Chaque rencontre est une histoire différente. Il y a même un certain romantisme comme me l’avait signalé une fois Nùria Tamarit. Pour Ileana Surducan, c’est sa sœur, Maria, (avec qui je collabore depuis quasiment le début des Aventuriers de l’Étrange) qui m’a fait découvrir son travail et son univers. Et le travail de bon nombre d’auteurs Roumains. J’ai des anecdotes avec chacun des auteurs. Par exemple, avec Ileana, le hasard a fait qu’on dînait ensemble à Paris le soir des dernières élections présidentielles. Et j’étais en panique du résultat. Ce qui l’amusait beaucoup. Pour Xulia Vicente, c’est grâce à Nùria Tamarit ; rencontre avec Nùria qui découle elle aussi du pur hasard. Souvent, ça matche assez bien avec les amis des auteurs avec qui je collabore. Ils ont les mêmes goûts, des sensibilités proches et des univers raccords. Quelque chose qui renvoie à quelque chose qui renvoie à autre chose…
Pour Rune Ryberg, j’étais tombé sur la version danois de Géant et le fâcheux rendez-vous au FIBD2018. J’ai trouvé le trait génial et l’énergie folle. J’aurais pu me contenter d’acheter uniquement les droits français à l’éditeur danois. Mais j’ai voulu une nouvelle couverture.
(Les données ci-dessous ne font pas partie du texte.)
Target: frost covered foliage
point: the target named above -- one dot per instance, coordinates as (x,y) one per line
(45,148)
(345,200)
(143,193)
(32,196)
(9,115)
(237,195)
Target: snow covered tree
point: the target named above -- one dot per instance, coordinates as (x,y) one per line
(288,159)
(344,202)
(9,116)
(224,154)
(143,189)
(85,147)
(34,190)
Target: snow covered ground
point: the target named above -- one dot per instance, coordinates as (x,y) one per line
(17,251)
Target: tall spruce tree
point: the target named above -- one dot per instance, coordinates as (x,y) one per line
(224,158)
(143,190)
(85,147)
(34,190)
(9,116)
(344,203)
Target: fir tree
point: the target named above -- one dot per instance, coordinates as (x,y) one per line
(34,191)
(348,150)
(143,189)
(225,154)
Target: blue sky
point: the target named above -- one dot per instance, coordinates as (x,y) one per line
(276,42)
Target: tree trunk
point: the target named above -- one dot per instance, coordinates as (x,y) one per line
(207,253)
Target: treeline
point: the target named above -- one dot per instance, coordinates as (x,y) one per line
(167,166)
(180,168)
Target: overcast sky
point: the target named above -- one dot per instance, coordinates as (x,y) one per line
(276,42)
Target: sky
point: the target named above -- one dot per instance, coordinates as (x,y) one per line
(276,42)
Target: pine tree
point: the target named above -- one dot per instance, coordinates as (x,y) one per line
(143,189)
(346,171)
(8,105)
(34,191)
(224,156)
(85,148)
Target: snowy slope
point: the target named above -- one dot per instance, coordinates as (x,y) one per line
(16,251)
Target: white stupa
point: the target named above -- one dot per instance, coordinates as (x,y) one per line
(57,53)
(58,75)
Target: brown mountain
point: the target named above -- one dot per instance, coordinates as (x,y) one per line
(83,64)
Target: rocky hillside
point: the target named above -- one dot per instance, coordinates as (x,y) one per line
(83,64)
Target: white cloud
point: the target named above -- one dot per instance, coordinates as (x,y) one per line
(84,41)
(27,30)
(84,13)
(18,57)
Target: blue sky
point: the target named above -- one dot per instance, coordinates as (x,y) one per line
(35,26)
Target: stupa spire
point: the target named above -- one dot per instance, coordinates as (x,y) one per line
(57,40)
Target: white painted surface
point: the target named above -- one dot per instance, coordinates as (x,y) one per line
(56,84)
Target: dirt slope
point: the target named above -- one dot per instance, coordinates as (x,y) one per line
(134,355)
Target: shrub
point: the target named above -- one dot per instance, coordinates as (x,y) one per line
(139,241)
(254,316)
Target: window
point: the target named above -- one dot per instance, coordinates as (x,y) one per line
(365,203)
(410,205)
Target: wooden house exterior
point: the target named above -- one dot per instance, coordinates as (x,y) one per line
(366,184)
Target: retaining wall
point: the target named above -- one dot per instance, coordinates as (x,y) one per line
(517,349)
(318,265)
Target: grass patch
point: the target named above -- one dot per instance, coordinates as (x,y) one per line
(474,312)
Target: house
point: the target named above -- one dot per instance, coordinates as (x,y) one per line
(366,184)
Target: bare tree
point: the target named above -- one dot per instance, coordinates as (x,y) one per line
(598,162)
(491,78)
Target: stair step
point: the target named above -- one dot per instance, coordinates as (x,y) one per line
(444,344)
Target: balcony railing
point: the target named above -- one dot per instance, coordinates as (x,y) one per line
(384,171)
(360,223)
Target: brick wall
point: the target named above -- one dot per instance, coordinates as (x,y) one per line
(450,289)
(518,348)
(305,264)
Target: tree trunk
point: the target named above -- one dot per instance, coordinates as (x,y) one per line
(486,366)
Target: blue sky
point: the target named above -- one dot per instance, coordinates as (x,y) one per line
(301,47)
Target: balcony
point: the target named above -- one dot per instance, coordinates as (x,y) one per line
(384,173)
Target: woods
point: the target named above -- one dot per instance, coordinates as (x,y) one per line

Alors j’ai demandé à Rune qu’il s’y attèle. La suite… 6 albums ensemble, plusieurs venues en France, des soirées dans des salles d’arcade où on était les seuls vieux, des baignades dans l’Atlantique à 8 heures du matin en octobre, etc. Bien sûr, il faut que le travail et l’univers des auteurs me plaisent mais il faut aussi (et c’est ultra important) que nos tempéraments s’accordent bien. J’envisage toujours une collaboration sur le long terme. Pas uniquement sur un seul album. Alors, il faut qu’on s’entende bien.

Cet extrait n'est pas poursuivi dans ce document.